The 64-year-old Gaullist is more than just another passive fan of the game. The normally austere MAM, as she is known in France, revealed in a rare informal television appearance in the mid-1980s that she had nearly been kicked out of school when she was young for converting the female handball squad into a rugby team. "I think that I'd still be able to make a pass," she noted. Given her steely demeanor -- she often comes across as downright unbreakable -- it isn't impossible to imagine MAM taking a few hits on the rugby pitch. But perhaps it's her innate sense of the game's rules (her father was an international rugby referee) that has served her so well in the subtler but often much dirtier game of politics.
Alliot-Marie has embraced another pastime traditionally seen as the exclusive domain of men. She was France's first woman to head a major political party -- the conservative Rally for the Republic that oversaw the reelection of President Jacques Chirac in 2002 and was later folded into the Union for a Popular Movement that drove Nicolas Sarkozy's successful 2007 presidential candidacy.

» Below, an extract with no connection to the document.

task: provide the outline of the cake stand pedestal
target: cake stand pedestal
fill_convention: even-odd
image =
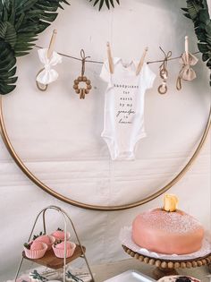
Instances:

She has also shattered a number of other glass ceilings. With her new appointment, plus other stints as head of the defense, justice and interior ministries, she has scored the first ever ministerial "grand slam," overseeing all four of the big-power ministries. In 2007, Forbes magazine ranked her as the 11th most powerful woman on Earth. With France now assuming the rotating presidency of the G-20 and Sarkozy looking to the international arena to restore his much-tarnished brand at home, Alliot-Marie's profile is likely to rise to even greater heights.
On Nov. 17, Sarkozy's third and most explicitly conservative government held its inaugural Council of Ministers, the first productive gathering of his new government. Chosen with an eye focused on presidential elections less than 18 months from now, Sarkozy has sought to project a new vitality, but the French are skeptical of his latest reshuffle. Approximately two-thirds of the electorate lacks confidence in the new government out of the gate, and nearly nine in 10 believe that Sarkozy's policies will continue unchanged. Yet a majority -- 53 percent -- continues to have a positive view of Alliot-Marie, who has notably avoided implication in an array of scandals and court investigations that dogged Chirac and Sarkozy.